At step 240, a decision to migrate the user session is made. The no branch of the decision is executed if the user QoE (step 230) so warrants. Otherwise, the process continues.

At step 250, the user session migration routine is executed.

FIG. 3 depicts one embodiment of the method of FIG. 2.

In general, process 300 performs a constrained mapping of what is needed and/or desired by the customer to what is realizable within the underlying infrastructure (i.e., it is as if the customer can dial-a-migration and the automatic migration system 100 attempts to deliver it).

At step 310, a user requests the creation of a virtual desktop (VD). This step is performed using at least a portion of information 315. In one embodiment, authorization information, authentication information and SLA information is obtained.

At step 320, the management of the VD service determines (by using the IP address of the user) that the user is located in New Jersey. A VD is created in the DC closest to the user, in Virginia on IP address IPv. A service name, such as userA.vd.com (pointing to IPv) is returned to user A. This step is performed using at least a portion of information 325. In one embodiment, the last known DC information is obtained.

At step 330, the relevant files are transferred to the selected DC. In one embodiment, the working file set is transferred. In another embodiment, both the working and non-working file sets are transferred.

At step 340, the user connects to userA.vd.com from New Jersey. The user application and user session are instantiated at the data center. Each application has its own requirement. For example, video has different requirements than audio. In one embodiment, a running copy of the session is kept at another data center.

At step 350, the service resolves the IP address of the user, and realized the user is still in New Jersey. Closest DC is still Virginia. The service returns the IP address IPv of the VD. The user connects to IPv and works. In one embodiment, the user moves from the initial location and illustratively travels to Paris, France. The user connects to userA.vd.com.

At step 355, the service resolves the IP address of the user, and determined that the user is in Paris, France. The closest DC is in Dublin, Ireland. A decision is made to migrate the user session.

At step 360, the service migrates the VD of the user to Dublin on IP address IPd. (Note that for resiliency reasons, or because the user has been in Europe before some version of the user's VD already exists in Paris. In this only the delta between the latest version in Virginia and the version in Dublin have to be transferred). The service returns the IP address IPd to the user. The user connects to the instantiated VD on IPd and seamlessly resumes the session of step 340. The user's experience is not frustrating because the maximum acceptable latency is adequate and the user's productivity is not adversely affected.
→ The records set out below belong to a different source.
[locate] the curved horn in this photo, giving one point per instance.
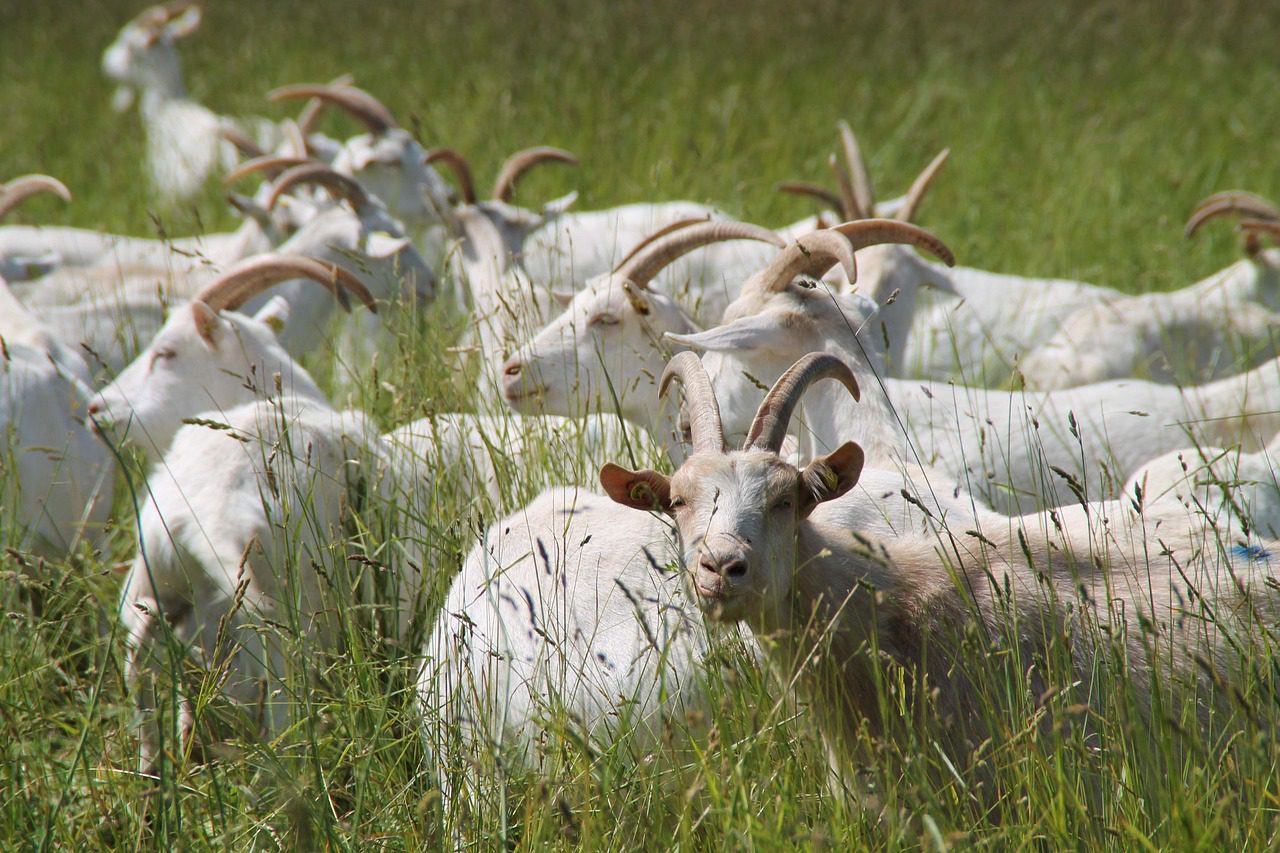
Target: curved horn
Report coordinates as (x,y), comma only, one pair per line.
(155,17)
(360,104)
(521,162)
(849,208)
(339,185)
(245,281)
(863,191)
(272,164)
(662,232)
(805,188)
(18,190)
(649,260)
(245,146)
(704,419)
(810,255)
(461,170)
(773,416)
(920,186)
(314,108)
(1233,201)
(871,232)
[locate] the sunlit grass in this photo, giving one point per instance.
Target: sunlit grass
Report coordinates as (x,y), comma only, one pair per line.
(1080,137)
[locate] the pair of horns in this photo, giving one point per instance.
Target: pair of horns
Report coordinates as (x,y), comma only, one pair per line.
(512,170)
(772,418)
(310,172)
(816,254)
(18,190)
(248,278)
(656,251)
(856,200)
(356,101)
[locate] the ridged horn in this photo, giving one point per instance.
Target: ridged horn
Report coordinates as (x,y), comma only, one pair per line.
(461,170)
(270,164)
(863,191)
(773,416)
(704,420)
(360,104)
(248,278)
(314,108)
(156,17)
(662,232)
(1230,203)
(920,186)
(849,208)
(18,190)
(650,260)
(521,162)
(819,192)
(245,146)
(872,232)
(321,174)
(810,255)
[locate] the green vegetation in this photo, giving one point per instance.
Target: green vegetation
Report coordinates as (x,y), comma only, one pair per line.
(1080,135)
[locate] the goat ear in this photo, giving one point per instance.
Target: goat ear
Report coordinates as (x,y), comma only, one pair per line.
(828,477)
(208,324)
(186,23)
(274,314)
(757,332)
(639,489)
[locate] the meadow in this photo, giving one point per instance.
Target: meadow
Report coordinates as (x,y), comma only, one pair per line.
(1082,135)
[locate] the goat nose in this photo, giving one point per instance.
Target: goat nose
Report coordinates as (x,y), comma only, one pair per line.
(735,568)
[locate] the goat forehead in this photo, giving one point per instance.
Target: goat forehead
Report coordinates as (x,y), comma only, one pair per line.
(741,479)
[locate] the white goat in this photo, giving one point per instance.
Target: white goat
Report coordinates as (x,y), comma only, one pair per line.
(257,477)
(56,477)
(184,140)
(1016,451)
(837,615)
(1202,332)
(1232,489)
(606,351)
(563,615)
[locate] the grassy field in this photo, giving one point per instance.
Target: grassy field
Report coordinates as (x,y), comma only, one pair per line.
(1080,135)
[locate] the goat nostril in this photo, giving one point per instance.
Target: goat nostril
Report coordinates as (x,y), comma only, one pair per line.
(731,569)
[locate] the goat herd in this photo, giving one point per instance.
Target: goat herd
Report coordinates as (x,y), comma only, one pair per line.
(876,511)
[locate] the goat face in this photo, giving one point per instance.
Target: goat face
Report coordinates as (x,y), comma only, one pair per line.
(200,361)
(606,350)
(739,519)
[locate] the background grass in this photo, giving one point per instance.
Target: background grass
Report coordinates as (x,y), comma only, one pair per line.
(1080,135)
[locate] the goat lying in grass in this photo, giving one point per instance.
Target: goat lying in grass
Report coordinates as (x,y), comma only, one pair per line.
(242,561)
(1015,451)
(844,615)
(1207,331)
(184,140)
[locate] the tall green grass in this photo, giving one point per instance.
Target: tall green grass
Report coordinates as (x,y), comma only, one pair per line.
(1082,135)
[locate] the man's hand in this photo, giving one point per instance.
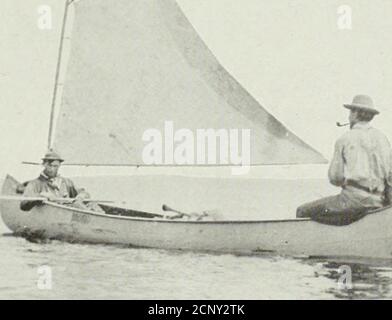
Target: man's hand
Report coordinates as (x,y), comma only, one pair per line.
(49,196)
(82,196)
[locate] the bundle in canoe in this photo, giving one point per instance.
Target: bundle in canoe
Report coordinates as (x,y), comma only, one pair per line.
(369,237)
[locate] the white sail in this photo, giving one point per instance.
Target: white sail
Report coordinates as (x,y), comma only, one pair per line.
(135,64)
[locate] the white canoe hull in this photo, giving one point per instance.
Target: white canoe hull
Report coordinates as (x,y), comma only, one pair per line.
(369,237)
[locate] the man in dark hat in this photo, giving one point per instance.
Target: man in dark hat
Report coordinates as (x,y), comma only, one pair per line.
(361,166)
(50,185)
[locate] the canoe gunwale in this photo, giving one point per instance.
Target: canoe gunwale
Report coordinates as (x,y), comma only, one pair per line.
(10,179)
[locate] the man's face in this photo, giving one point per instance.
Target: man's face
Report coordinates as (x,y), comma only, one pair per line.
(51,168)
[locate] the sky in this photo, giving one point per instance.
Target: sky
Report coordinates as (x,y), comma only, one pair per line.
(290,55)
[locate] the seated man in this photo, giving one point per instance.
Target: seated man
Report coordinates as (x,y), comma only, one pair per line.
(50,185)
(361,166)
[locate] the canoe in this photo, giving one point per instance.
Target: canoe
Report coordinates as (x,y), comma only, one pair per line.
(370,237)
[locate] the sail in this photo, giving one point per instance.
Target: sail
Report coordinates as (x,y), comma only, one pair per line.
(138,65)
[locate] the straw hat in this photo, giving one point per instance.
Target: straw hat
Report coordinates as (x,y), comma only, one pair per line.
(362,102)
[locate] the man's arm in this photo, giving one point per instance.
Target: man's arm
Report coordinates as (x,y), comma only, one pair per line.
(388,182)
(336,168)
(32,190)
(74,192)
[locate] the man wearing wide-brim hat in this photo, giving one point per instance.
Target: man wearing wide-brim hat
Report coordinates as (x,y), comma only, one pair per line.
(51,185)
(361,166)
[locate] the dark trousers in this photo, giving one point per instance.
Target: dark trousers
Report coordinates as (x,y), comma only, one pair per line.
(334,210)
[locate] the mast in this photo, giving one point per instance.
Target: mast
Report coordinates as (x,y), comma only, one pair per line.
(57,77)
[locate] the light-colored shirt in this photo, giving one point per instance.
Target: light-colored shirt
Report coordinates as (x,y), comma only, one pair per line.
(363,155)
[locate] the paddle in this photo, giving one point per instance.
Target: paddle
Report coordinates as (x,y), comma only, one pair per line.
(199,216)
(63,200)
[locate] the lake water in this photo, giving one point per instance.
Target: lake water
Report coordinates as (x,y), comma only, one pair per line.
(113,272)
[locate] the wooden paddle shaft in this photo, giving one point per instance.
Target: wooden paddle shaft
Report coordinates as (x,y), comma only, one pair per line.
(22,198)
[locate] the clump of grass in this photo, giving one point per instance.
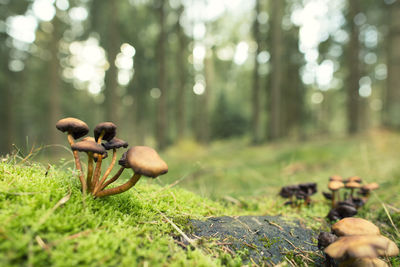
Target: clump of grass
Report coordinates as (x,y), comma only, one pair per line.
(45,221)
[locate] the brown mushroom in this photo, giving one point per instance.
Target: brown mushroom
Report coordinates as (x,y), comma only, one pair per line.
(89,146)
(75,129)
(106,131)
(336,178)
(113,144)
(361,246)
(334,186)
(143,161)
(354,226)
(352,185)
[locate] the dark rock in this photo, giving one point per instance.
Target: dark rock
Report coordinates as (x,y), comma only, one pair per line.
(267,238)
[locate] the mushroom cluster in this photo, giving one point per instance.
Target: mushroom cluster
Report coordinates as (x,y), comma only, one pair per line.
(144,161)
(356,242)
(298,194)
(347,205)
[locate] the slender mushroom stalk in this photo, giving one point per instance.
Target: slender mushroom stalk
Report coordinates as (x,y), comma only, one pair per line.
(78,164)
(106,131)
(108,171)
(334,186)
(90,171)
(122,188)
(89,147)
(75,129)
(113,144)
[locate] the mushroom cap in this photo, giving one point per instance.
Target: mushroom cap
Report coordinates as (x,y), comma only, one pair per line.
(145,161)
(352,185)
(109,128)
(73,126)
(104,156)
(362,246)
(370,187)
(308,188)
(288,191)
(354,226)
(115,143)
(336,178)
(88,146)
(354,179)
(364,262)
(122,161)
(335,185)
(88,138)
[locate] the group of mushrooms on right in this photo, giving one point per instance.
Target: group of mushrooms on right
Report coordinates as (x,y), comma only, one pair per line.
(356,242)
(354,195)
(352,241)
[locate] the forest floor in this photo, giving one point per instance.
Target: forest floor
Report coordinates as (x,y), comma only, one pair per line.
(45,221)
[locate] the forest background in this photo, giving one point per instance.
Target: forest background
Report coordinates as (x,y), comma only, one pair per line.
(200,70)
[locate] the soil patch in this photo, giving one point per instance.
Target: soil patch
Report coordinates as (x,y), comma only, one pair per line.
(263,239)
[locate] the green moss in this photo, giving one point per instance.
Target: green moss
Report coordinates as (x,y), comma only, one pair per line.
(120,230)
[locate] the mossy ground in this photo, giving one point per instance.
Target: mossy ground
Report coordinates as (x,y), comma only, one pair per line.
(228,178)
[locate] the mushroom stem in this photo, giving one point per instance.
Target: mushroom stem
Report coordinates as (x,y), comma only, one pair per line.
(334,198)
(113,179)
(120,189)
(97,171)
(109,169)
(78,164)
(90,171)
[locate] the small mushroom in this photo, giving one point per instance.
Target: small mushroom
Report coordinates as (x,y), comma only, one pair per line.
(336,178)
(90,147)
(143,161)
(364,262)
(352,185)
(354,226)
(356,179)
(105,131)
(102,131)
(325,239)
(362,246)
(366,190)
(75,129)
(113,144)
(334,186)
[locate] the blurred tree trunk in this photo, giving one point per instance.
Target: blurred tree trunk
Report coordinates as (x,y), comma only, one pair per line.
(162,117)
(181,68)
(293,104)
(55,83)
(392,105)
(353,63)
(275,77)
(256,105)
(203,119)
(112,101)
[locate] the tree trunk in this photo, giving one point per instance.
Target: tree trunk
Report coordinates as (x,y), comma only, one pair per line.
(392,101)
(256,80)
(112,101)
(353,63)
(204,118)
(162,117)
(276,47)
(181,67)
(54,73)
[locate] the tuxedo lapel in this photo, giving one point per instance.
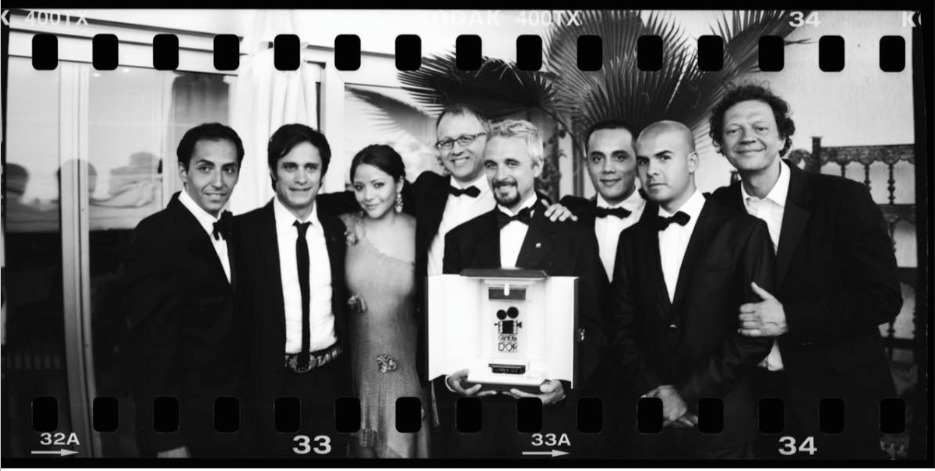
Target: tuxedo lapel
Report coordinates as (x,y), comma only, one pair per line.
(794,220)
(488,243)
(431,209)
(199,240)
(651,251)
(269,245)
(696,243)
(537,244)
(336,243)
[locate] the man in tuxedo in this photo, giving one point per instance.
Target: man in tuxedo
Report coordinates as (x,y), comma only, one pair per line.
(441,203)
(836,280)
(517,234)
(293,302)
(179,293)
(679,279)
(611,164)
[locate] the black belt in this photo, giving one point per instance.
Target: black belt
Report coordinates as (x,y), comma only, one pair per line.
(315,359)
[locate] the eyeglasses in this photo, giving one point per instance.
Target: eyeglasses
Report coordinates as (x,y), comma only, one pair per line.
(463,141)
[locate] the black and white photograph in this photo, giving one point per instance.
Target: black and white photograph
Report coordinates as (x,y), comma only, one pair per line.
(577,237)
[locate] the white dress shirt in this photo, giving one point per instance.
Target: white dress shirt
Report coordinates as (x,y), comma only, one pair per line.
(458,210)
(608,229)
(771,209)
(207,223)
(673,240)
(513,234)
(321,319)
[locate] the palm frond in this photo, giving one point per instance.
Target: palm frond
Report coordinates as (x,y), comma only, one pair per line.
(619,90)
(679,91)
(393,114)
(498,88)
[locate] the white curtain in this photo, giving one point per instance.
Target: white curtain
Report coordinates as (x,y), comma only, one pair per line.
(263,99)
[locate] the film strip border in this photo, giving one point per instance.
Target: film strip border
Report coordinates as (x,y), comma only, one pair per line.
(347,415)
(468,51)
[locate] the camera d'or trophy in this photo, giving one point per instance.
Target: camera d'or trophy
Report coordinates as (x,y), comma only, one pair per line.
(510,328)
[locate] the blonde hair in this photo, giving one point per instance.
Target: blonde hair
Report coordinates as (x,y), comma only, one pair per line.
(524,129)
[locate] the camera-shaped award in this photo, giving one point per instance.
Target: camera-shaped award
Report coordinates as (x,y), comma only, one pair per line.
(511,328)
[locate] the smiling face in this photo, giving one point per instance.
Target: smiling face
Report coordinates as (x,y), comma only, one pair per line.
(751,139)
(511,171)
(375,190)
(666,164)
(464,162)
(211,174)
(612,164)
(297,179)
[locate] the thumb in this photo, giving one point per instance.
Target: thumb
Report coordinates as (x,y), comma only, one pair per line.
(762,293)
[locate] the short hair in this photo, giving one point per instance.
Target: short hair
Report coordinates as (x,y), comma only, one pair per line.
(523,129)
(382,157)
(290,135)
(206,132)
(461,109)
(610,124)
(748,92)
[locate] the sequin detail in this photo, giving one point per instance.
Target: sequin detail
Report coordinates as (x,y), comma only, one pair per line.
(386,363)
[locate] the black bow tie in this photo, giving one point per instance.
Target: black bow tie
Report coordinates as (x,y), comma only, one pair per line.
(223,226)
(524,216)
(615,212)
(679,218)
(471,191)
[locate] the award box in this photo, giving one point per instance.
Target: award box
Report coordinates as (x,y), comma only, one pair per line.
(511,328)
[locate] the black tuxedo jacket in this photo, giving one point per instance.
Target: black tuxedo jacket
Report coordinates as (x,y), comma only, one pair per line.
(692,342)
(183,334)
(837,280)
(260,303)
(559,249)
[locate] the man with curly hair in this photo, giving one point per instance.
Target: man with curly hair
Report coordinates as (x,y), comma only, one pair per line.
(836,282)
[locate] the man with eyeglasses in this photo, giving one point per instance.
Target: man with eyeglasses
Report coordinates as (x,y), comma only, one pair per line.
(441,203)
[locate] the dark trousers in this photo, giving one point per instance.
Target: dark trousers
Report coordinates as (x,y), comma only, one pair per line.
(317,390)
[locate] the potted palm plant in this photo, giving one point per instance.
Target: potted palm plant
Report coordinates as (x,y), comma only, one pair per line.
(570,100)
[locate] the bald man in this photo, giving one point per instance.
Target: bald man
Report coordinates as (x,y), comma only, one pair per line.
(679,279)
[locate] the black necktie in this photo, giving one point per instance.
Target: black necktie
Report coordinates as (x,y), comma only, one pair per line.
(223,226)
(679,218)
(301,255)
(471,191)
(615,212)
(524,216)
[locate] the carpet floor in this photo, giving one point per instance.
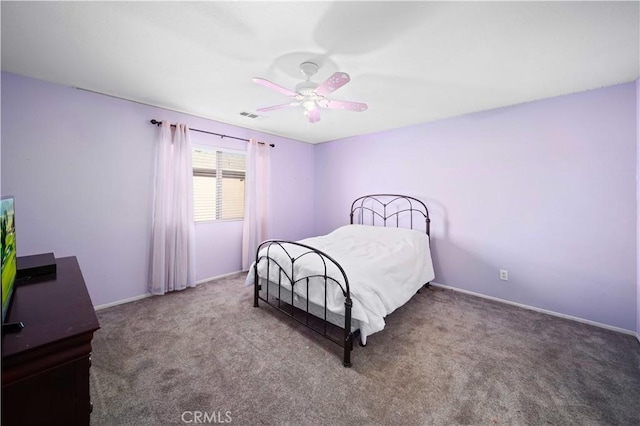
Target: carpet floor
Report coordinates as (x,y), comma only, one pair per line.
(206,355)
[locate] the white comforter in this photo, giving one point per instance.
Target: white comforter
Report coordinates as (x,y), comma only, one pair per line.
(385,267)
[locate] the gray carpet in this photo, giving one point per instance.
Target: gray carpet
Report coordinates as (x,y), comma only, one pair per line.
(444,358)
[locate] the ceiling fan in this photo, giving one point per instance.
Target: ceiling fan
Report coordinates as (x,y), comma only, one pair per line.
(310,95)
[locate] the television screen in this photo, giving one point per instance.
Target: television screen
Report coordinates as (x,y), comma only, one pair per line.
(8,247)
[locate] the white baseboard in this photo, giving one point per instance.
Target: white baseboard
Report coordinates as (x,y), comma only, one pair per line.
(123,301)
(544,311)
(217,277)
(144,296)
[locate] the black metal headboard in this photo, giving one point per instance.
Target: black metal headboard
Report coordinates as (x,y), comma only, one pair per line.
(401,209)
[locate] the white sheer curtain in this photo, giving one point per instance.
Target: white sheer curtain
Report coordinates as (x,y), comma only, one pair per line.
(172,240)
(256,200)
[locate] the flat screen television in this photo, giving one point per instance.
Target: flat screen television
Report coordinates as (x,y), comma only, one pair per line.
(9,253)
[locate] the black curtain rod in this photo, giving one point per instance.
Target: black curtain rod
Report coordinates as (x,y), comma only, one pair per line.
(158,123)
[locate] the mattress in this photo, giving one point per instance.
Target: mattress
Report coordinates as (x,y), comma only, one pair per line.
(384,266)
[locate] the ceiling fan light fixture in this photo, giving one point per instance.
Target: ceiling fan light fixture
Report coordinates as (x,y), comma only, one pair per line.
(311,95)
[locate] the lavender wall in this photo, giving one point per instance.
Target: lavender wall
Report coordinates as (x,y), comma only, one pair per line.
(545,190)
(80,166)
(638,198)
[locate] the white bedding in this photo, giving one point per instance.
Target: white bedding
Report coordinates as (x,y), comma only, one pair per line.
(385,267)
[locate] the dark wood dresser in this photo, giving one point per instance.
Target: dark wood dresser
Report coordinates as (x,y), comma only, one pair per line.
(45,366)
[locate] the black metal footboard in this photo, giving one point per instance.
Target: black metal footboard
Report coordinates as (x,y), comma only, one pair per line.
(277,260)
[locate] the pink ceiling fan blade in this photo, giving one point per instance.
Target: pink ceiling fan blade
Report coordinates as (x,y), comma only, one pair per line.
(314,115)
(333,83)
(347,105)
(273,86)
(271,108)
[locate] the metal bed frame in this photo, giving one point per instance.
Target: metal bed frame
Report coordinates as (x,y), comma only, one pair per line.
(367,210)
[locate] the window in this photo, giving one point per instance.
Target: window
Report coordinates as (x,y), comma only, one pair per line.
(218,184)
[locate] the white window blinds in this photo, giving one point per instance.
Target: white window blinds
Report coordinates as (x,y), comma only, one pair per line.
(218,185)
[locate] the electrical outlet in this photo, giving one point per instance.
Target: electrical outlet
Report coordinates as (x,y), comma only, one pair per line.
(504,275)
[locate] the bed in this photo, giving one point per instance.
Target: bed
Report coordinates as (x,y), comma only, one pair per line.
(343,284)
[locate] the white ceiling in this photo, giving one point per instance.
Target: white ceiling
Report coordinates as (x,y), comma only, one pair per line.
(411,62)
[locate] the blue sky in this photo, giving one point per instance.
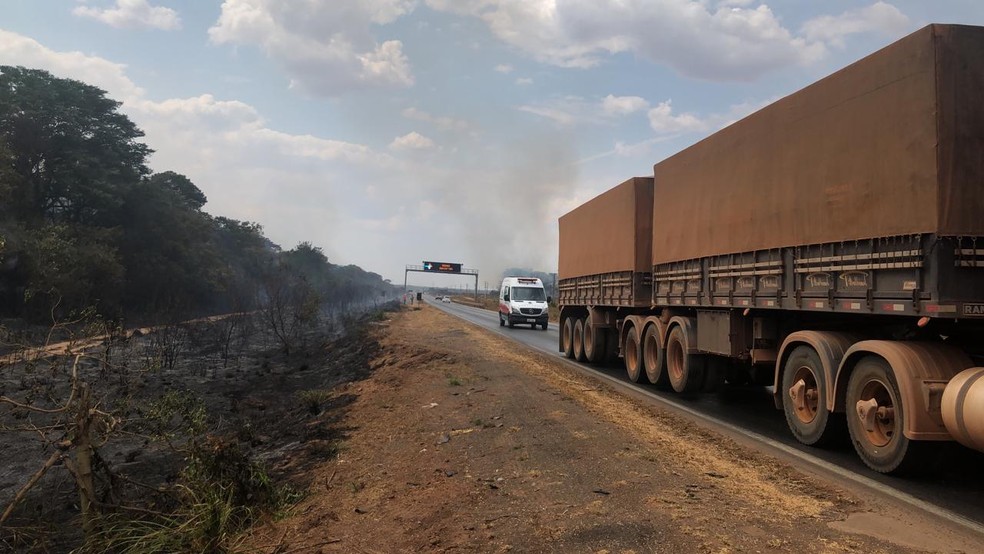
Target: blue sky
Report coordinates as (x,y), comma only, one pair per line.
(388,132)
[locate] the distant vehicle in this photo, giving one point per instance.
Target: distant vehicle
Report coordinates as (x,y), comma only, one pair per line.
(522,300)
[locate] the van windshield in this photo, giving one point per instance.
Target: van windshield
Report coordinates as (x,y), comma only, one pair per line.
(528,293)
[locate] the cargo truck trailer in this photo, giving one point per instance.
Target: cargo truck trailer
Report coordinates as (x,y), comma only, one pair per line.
(830,245)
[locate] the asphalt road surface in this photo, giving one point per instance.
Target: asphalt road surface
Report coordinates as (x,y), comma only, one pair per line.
(954,492)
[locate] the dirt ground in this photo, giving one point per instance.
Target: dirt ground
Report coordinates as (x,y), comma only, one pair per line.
(459,440)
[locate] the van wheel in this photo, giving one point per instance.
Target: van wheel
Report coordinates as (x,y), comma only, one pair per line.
(653,358)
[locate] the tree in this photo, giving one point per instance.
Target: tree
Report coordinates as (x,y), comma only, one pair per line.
(72,147)
(193,197)
(167,246)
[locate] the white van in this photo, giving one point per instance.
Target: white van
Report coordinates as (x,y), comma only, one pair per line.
(522,300)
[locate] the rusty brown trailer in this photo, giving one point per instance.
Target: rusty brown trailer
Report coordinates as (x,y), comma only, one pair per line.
(605,248)
(830,245)
(888,146)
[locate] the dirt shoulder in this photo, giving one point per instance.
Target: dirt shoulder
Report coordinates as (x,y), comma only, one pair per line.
(460,440)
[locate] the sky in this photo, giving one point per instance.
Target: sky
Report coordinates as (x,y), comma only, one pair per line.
(389,132)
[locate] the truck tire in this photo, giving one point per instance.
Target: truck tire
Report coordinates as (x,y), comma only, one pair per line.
(685,371)
(804,397)
(653,357)
(875,418)
(567,337)
(633,355)
(579,340)
(594,342)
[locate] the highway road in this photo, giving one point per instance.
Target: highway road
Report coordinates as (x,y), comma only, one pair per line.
(953,493)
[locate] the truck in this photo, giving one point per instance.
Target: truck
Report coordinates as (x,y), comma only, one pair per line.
(829,245)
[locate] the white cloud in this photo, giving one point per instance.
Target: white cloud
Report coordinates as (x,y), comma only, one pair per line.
(247,170)
(663,120)
(443,123)
(878,17)
(325,47)
(133,14)
(726,42)
(412,141)
(556,115)
(623,105)
(17,49)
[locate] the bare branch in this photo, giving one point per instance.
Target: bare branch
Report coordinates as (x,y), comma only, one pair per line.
(55,456)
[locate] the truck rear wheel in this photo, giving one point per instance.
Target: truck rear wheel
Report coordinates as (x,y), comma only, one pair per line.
(685,371)
(579,340)
(594,342)
(804,387)
(875,418)
(653,357)
(633,355)
(567,337)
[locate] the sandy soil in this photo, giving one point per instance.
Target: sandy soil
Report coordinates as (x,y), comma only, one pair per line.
(458,440)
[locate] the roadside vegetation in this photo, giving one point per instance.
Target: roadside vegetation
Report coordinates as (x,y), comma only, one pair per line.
(151,353)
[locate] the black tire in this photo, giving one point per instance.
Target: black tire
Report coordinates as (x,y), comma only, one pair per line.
(883,447)
(806,414)
(579,340)
(652,357)
(567,337)
(685,371)
(633,355)
(594,342)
In another embodiment, the user requests to be migrated to a different DC. In yet another embodiment, the user requests to be migrated to a specific DC.

In one embodiment, the system is configured to be proactive. The cost of this process is insignificant in terms of storage and bandwidth compared to the advantages derived therefrom. The user is able to quickly switch to a different data center without any appreciable migration downtime. The active data blocks to all the data centers the user might use are automatically replicated. In another embodiment, active data blocks to all the data centers the user has used in the past are automatically replicated.

Further, if the user were using a laptop, which for example, was stolen or destroyed for any reason, the user could use any replacement machine to connect to the VD.

As described earlier, virtual desktop technology comes with many advantages. Currently, the lack of dynamics in the placement of the VDs results in poor quality of experience (QoE) for the end-user, thus “desktop as a service” offering is impracticable.

So far VD desktop offerings have no built-in dynamics for the migration of the VD to a new location in case of degraded user experience (the user is traveling, a link is congested, etc). The various embodiments disclosed herein would allow for better quality of experience by migrating the VD using the many input parameters described herein. The various embodiments also allow for application level traffic steering.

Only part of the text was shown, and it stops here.